Culture Vulture Schmulture – D
In a feature shamelessly “inspired” by The Times‘s Culture Vulture, British Expat brings you the above titled (subtitled “Things you should own, if they’re the sort of thing you might like…”).
This week we’re on to “D”. In true Civil Servant style, I have reneged on my promise to contribute something good this week. Well, not entirely reneged (I love that word), but changed my plan slightly…

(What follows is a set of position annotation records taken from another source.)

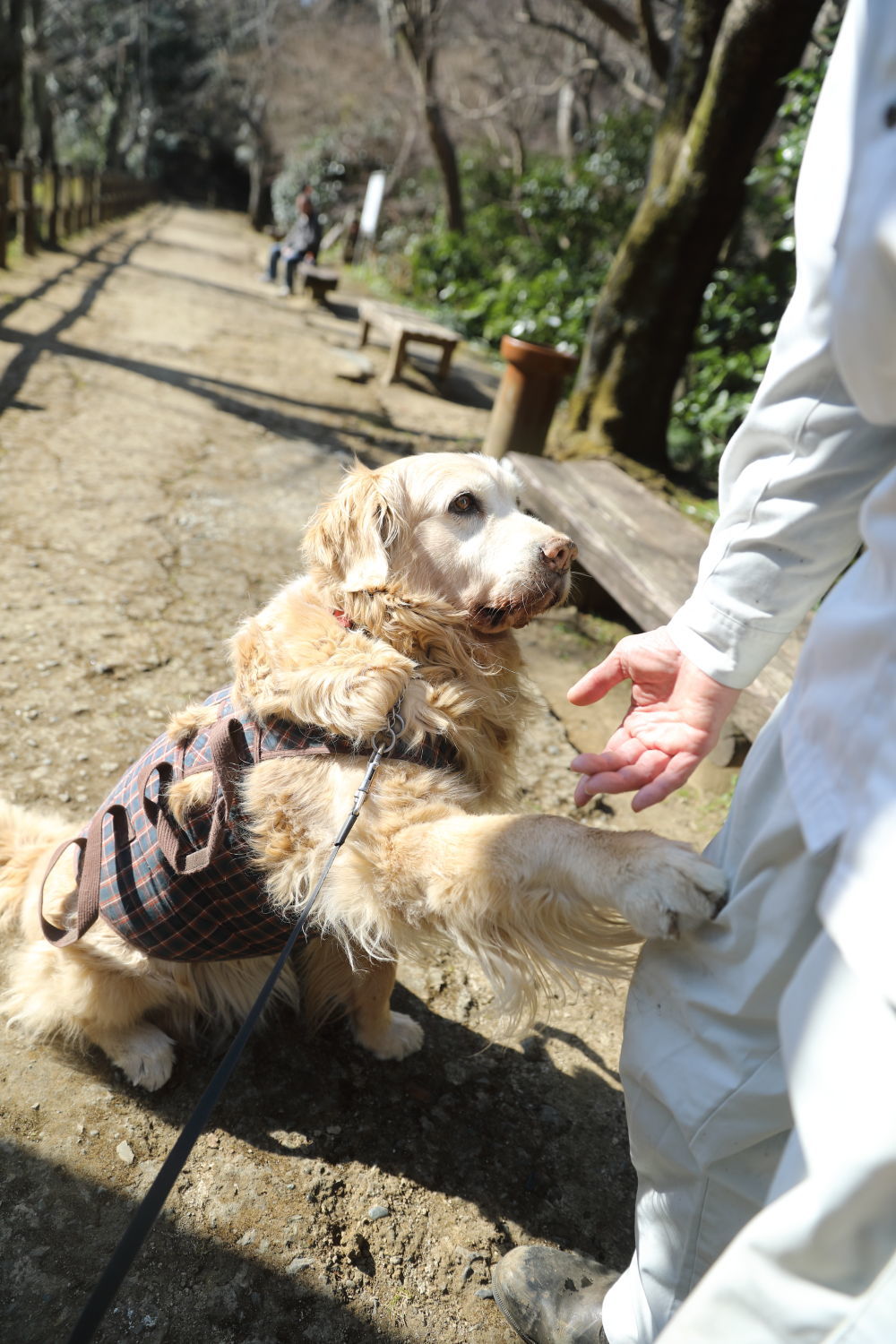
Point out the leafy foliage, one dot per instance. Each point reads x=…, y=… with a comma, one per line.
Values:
x=535, y=250
x=745, y=297
x=536, y=253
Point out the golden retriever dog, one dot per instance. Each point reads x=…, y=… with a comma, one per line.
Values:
x=417, y=575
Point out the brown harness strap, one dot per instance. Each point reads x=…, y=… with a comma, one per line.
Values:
x=230, y=752
x=88, y=881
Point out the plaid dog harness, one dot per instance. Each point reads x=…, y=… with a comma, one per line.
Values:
x=194, y=892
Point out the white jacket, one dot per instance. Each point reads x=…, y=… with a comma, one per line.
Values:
x=807, y=480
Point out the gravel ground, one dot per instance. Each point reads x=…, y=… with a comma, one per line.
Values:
x=167, y=425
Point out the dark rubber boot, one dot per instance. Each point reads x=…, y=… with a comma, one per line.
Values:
x=552, y=1297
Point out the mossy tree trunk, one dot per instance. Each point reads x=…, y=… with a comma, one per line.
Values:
x=724, y=88
x=13, y=73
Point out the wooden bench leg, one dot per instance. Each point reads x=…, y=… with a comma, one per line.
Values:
x=445, y=363
x=397, y=358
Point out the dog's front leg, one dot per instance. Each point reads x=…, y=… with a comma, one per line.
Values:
x=538, y=898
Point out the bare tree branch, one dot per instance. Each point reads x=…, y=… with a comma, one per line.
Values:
x=657, y=48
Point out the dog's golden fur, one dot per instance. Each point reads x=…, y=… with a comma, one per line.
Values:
x=433, y=564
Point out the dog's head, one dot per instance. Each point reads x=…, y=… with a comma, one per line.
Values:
x=447, y=526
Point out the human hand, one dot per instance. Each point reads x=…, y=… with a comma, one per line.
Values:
x=672, y=723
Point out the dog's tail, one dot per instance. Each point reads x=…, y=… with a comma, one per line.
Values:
x=24, y=839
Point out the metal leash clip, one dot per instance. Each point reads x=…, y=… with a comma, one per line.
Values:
x=384, y=741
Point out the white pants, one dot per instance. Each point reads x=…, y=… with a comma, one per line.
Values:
x=761, y=1091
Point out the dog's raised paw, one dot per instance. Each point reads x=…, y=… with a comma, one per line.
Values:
x=670, y=890
x=145, y=1056
x=401, y=1038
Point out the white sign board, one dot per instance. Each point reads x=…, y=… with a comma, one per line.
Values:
x=373, y=203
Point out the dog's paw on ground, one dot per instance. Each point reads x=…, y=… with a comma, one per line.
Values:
x=398, y=1040
x=145, y=1056
x=672, y=890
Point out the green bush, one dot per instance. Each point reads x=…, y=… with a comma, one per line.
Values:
x=536, y=249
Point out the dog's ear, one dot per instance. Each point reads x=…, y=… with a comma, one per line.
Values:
x=351, y=537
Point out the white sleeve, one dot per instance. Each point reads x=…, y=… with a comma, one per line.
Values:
x=796, y=473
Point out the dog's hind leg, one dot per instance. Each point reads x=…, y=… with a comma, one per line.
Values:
x=360, y=988
x=72, y=996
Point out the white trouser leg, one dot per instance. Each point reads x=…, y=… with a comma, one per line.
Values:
x=705, y=1093
x=818, y=1263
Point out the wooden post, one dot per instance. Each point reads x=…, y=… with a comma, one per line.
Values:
x=53, y=214
x=29, y=222
x=66, y=201
x=4, y=206
x=96, y=198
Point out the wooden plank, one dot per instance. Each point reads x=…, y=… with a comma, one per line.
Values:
x=395, y=320
x=642, y=551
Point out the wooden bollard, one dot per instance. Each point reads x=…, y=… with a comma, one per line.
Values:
x=527, y=398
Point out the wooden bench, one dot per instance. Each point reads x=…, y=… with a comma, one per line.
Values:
x=642, y=551
x=320, y=280
x=402, y=325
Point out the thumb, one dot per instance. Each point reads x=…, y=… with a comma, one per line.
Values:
x=595, y=683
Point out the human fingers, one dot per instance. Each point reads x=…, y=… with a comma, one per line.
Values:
x=677, y=771
x=627, y=779
x=595, y=683
x=616, y=755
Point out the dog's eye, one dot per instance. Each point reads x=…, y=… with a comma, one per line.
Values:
x=463, y=503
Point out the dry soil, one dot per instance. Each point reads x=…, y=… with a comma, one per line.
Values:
x=167, y=426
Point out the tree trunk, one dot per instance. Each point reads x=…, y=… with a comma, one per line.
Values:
x=724, y=89
x=40, y=104
x=260, y=194
x=446, y=159
x=13, y=13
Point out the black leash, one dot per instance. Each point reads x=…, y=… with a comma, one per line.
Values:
x=151, y=1206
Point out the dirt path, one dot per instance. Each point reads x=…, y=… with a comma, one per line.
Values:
x=167, y=426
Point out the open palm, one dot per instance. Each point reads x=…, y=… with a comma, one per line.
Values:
x=673, y=720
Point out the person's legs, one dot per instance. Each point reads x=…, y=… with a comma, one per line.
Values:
x=290, y=273
x=273, y=258
x=820, y=1261
x=705, y=1091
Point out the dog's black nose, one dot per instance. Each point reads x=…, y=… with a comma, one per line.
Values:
x=559, y=553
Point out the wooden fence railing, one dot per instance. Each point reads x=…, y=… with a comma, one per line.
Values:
x=42, y=203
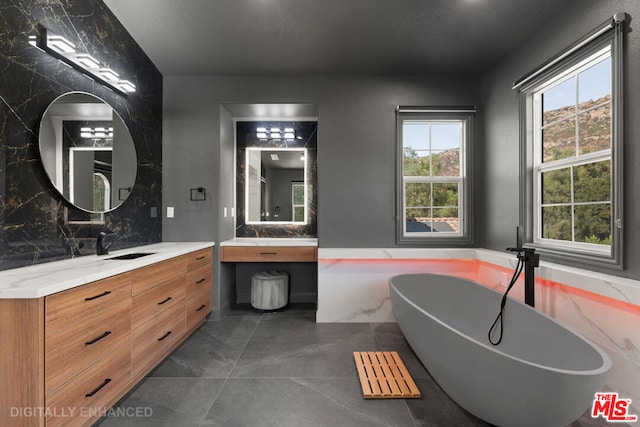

I had intended to suggest that Dr “You can’t fight in here, this is the War Room…” Strangelove was something you might quite like to think about owning… However, I was rifling through my records the other day, as one does, and found something, as one does, that I hadn’t listened to in over a year, as one doesn’t. The annual Mercury Music Award is one of entertainment’s poorest offerings in my opinion. Does anyone actually like Portishead or Roni Size and Reprazent? Certainly not anyone I know. If you do, please get the hell away from this website, I want nothing to do with you. Mercury Rev, however, won the Award in 1998 with the absolutely gorgeous Deserter’s Songs. The baby of two blokes from the Catskill Mountains, NY (One of them’s called Grasshopper, and the other is, um…his friend – What? You want me to do some research? But that would spoil the spontaneity that you love so…), it picked up what was a fairly bleak year for music, and changed it into a fairly good year for music. They the Men.
Some of the lyrics are paint-by-numbers pants (“Holes/Dug by little moles…”), but the manner in which they are delivered means that you just don’t listen so much to what’s being said as to how it’s being said. The lead singer’s voice is fragile, made all the more so by the fact he seems to be singing falsetto for half the album. When you do sit and pay attention to the lyrics, they’re occasionally shockingly insightful (“You had to choose/A side to lose/And divide yourself in two…”). “Hudson Line”, one of the album’s finest, closes with the line “And I know it ain’t gonna last” repeated to fade. Unfortunately it doesn’t. Just under 50 minutes long, it’s one of the few records I own (and there’s a shedload of them. Well, a bedroom-load anyway.) that leaves me wanting more, but not to the extent that I feel cheated. There’s not many albums around that you can close your eyes and visualise; I don’t mean place yourself in the singer’s shoes, I mean actually visualise; everything the song conveys. All the songs that do that were made by Pink Floyd (AtomHeartMother – damn, I knew I forgot something for “A”), and no-one’s going to admit being a Floydie. Deserter’s Songs achieves that, and you should own a copy. You’ll have to ignore the unimpressive instrumental towards the end, but the 10 or so excellent tracks dull that particular pain.